La sensation est ainsi matérialité, puisqu’elle fonde notre présence et nos actions ;
elle est aussi subjectivité et évanescence. Personnelle et commune tout à la fois, elle constitue
une possibilité de conscience et de réalité en dépit de l’incomplétude fondamentale
de notre humanité. On peut ainsi s’interroger : la toxicomanie serait-elle une pathologie
de la sensation ? Dès lors, comme nous le montrent Didier Touzeau et Gilbert Lagrue
dans ce numéro, le sevrage dans sa radicalité n’est plus forcément l’option thérapeutique
préférable.
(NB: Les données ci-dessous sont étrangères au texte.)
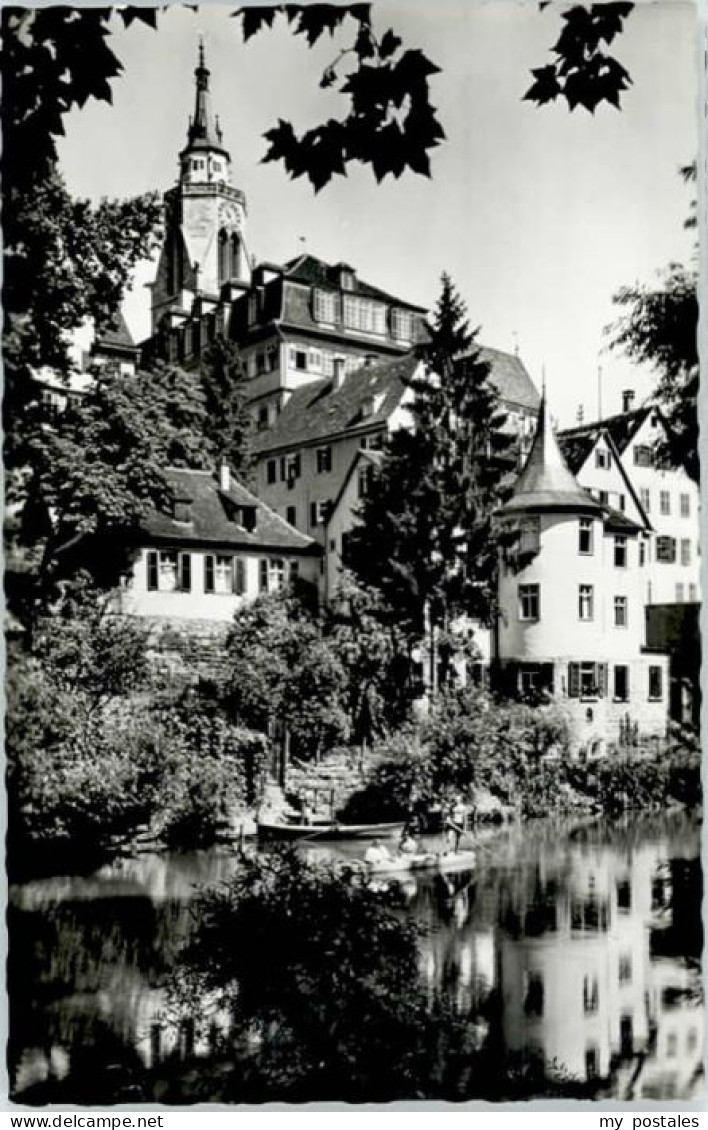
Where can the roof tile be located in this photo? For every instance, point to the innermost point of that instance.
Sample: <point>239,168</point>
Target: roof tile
<point>215,516</point>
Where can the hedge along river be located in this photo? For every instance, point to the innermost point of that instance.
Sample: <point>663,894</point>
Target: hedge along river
<point>573,944</point>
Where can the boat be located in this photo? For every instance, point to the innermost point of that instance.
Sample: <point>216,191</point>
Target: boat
<point>424,861</point>
<point>287,829</point>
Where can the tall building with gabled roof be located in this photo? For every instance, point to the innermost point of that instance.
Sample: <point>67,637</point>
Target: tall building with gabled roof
<point>571,623</point>
<point>617,459</point>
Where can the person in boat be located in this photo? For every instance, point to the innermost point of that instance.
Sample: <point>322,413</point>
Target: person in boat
<point>306,810</point>
<point>376,853</point>
<point>409,844</point>
<point>455,824</point>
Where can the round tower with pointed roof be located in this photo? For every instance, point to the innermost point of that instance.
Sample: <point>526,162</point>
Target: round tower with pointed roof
<point>204,218</point>
<point>571,615</point>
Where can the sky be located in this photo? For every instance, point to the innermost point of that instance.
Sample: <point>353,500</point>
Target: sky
<point>539,215</point>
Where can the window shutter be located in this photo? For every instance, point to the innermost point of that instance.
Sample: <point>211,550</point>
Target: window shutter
<point>185,572</point>
<point>602,679</point>
<point>574,680</point>
<point>209,573</point>
<point>153,571</point>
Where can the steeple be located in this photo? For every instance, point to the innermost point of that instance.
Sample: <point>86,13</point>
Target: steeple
<point>203,131</point>
<point>545,483</point>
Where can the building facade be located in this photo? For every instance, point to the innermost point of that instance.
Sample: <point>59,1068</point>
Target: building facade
<point>217,549</point>
<point>625,445</point>
<point>571,623</point>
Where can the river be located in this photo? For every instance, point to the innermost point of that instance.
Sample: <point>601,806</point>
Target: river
<point>575,942</point>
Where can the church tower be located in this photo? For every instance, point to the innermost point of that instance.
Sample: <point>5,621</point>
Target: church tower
<point>204,219</point>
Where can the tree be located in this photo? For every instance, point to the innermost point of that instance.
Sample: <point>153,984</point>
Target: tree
<point>283,674</point>
<point>375,655</point>
<point>59,58</point>
<point>95,478</point>
<point>583,72</point>
<point>64,262</point>
<point>658,327</point>
<point>426,537</point>
<point>228,424</point>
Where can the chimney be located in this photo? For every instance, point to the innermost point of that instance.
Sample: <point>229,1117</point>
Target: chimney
<point>338,377</point>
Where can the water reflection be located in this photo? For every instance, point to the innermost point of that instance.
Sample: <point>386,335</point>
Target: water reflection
<point>576,947</point>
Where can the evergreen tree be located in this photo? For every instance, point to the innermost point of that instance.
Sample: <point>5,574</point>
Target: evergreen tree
<point>426,538</point>
<point>227,420</point>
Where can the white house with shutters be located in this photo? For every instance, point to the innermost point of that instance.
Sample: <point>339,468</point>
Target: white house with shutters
<point>615,458</point>
<point>218,548</point>
<point>571,620</point>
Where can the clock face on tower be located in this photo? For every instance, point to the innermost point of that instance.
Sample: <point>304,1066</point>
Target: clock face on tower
<point>230,215</point>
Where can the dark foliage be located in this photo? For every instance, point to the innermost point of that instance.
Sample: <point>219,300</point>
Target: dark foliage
<point>583,72</point>
<point>316,966</point>
<point>660,328</point>
<point>227,425</point>
<point>59,58</point>
<point>426,538</point>
<point>391,124</point>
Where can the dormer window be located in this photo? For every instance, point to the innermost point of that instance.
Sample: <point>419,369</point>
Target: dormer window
<point>365,315</point>
<point>402,324</point>
<point>325,306</point>
<point>253,309</point>
<point>602,459</point>
<point>372,405</point>
<point>182,510</point>
<point>246,516</point>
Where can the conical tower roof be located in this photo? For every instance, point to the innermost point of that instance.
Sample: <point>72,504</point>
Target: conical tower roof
<point>204,131</point>
<point>545,481</point>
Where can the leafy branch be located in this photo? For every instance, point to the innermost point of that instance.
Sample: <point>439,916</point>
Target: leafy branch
<point>583,72</point>
<point>391,124</point>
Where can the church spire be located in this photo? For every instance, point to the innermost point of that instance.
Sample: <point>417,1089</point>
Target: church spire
<point>204,131</point>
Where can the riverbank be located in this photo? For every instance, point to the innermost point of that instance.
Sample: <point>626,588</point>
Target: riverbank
<point>92,958</point>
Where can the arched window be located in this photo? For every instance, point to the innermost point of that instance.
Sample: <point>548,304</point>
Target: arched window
<point>175,263</point>
<point>235,257</point>
<point>224,257</point>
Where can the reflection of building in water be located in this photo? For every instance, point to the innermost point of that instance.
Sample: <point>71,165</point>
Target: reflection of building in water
<point>457,949</point>
<point>579,989</point>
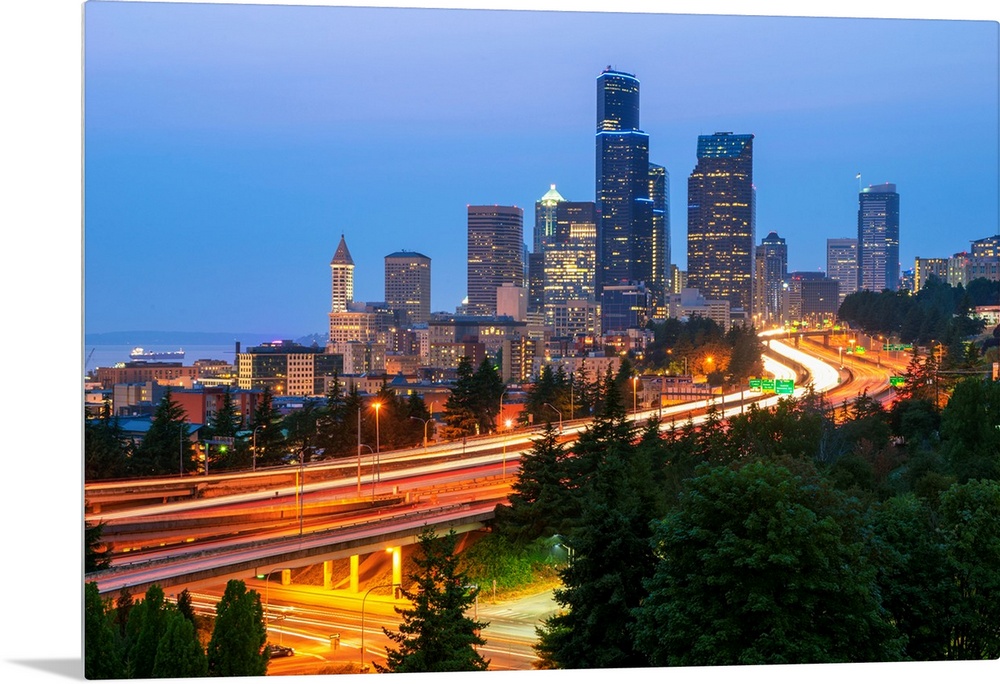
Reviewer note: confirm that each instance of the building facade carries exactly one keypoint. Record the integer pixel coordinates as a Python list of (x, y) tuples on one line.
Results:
[(842, 264), (721, 219), (408, 287), (771, 275), (878, 238), (495, 254), (630, 192)]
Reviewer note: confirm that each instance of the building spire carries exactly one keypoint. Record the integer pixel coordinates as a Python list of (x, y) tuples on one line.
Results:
[(342, 256)]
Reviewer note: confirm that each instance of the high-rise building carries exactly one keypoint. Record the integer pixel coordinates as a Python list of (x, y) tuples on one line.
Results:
[(721, 219), (878, 238), (495, 254), (545, 218), (341, 278), (842, 264), (408, 286), (925, 269), (629, 191), (771, 274)]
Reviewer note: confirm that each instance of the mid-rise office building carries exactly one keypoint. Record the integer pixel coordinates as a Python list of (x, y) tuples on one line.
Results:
[(495, 254), (630, 192), (408, 287), (842, 264), (924, 269), (721, 219), (287, 368), (878, 238)]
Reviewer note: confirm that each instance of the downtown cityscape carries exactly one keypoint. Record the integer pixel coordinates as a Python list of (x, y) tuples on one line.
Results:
[(722, 397)]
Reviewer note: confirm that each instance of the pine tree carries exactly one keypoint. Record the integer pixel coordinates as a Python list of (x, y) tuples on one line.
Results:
[(236, 648), (102, 657), (165, 450), (179, 653), (436, 635)]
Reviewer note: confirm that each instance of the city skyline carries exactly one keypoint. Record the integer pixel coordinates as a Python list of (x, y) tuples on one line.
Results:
[(242, 141)]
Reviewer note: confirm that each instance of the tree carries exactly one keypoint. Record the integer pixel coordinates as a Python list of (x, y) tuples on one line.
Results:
[(236, 648), (102, 657), (267, 422), (436, 635), (146, 625), (97, 554), (165, 449), (762, 564), (969, 430), (603, 584), (539, 503), (179, 653)]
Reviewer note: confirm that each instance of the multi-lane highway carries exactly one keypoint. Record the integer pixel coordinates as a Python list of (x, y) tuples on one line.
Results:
[(196, 532)]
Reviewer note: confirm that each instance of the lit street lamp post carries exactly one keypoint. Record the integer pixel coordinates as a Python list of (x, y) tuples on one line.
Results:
[(557, 411), (254, 467), (508, 424), (364, 668)]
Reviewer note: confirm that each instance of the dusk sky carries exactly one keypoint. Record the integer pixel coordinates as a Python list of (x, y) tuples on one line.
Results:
[(227, 147)]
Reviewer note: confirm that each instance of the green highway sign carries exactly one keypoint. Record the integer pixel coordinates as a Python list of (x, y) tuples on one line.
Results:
[(784, 386)]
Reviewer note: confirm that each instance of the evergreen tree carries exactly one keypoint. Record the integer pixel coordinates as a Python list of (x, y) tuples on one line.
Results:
[(97, 554), (106, 453), (267, 422), (539, 503), (102, 658), (436, 635), (969, 430), (179, 653), (147, 623), (602, 585), (236, 648), (165, 449), (760, 563)]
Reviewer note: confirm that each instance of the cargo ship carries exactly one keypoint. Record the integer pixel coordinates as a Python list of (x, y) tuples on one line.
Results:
[(140, 354)]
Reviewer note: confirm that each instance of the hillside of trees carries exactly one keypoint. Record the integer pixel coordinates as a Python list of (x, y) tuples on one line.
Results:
[(779, 536)]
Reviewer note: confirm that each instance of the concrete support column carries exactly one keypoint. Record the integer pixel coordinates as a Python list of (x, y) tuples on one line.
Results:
[(327, 574)]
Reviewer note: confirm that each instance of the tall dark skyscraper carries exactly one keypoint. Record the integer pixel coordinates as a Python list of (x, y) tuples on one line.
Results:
[(630, 193), (721, 219), (878, 238), (495, 256)]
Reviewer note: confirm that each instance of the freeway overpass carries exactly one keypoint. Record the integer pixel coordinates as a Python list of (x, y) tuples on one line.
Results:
[(450, 486)]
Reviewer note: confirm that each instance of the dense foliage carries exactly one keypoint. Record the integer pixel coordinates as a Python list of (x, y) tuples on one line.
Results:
[(779, 536), (436, 635), (154, 638)]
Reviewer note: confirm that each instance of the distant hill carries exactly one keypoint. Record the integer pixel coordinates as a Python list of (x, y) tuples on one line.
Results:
[(172, 338)]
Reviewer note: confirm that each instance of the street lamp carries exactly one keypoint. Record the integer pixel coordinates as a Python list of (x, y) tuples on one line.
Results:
[(255, 447), (557, 411), (504, 472), (425, 421), (267, 583), (363, 599), (378, 460)]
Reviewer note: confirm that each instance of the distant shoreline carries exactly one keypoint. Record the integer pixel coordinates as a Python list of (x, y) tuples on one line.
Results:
[(161, 337)]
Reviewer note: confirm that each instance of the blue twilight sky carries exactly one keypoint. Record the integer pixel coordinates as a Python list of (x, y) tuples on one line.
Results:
[(227, 147)]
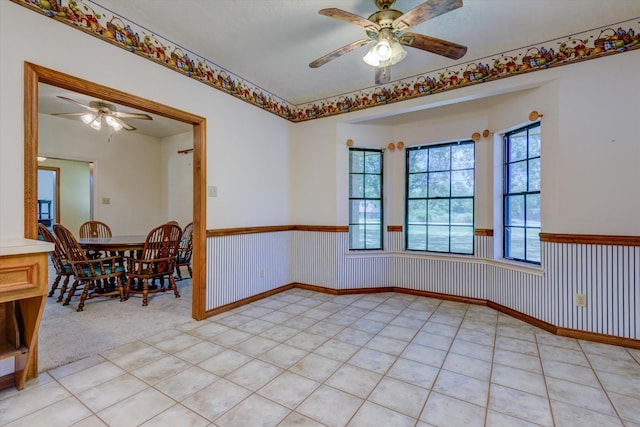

La consommation “sensible”, qui porte néanmoins encore le nom de “contrôlée”,
devient une véritable possibilité thérapeutique.
Concevoir l’addiction comme une pathologie de la sensation ouvre de nombreuses
pistes fondamentales et thérapeutiques. Si, sur le plan neurophysiologique, la sensation
se rapproche de la notion de salience dopaminergique, la sensation et ses représentations
intéressent aussi les psychothérapeutes dans la mesure où la perception de toute sensation
se conçoit dans un questionnement dialectique. C’est souvent ce questionnement qui est
en difficulté chez l’usager de drogues.
”
Pied de nez à l’ennui et à la répétition, tentons ainsi de promouvoir le sensible
dans notre rencontre avec les toxicomanes.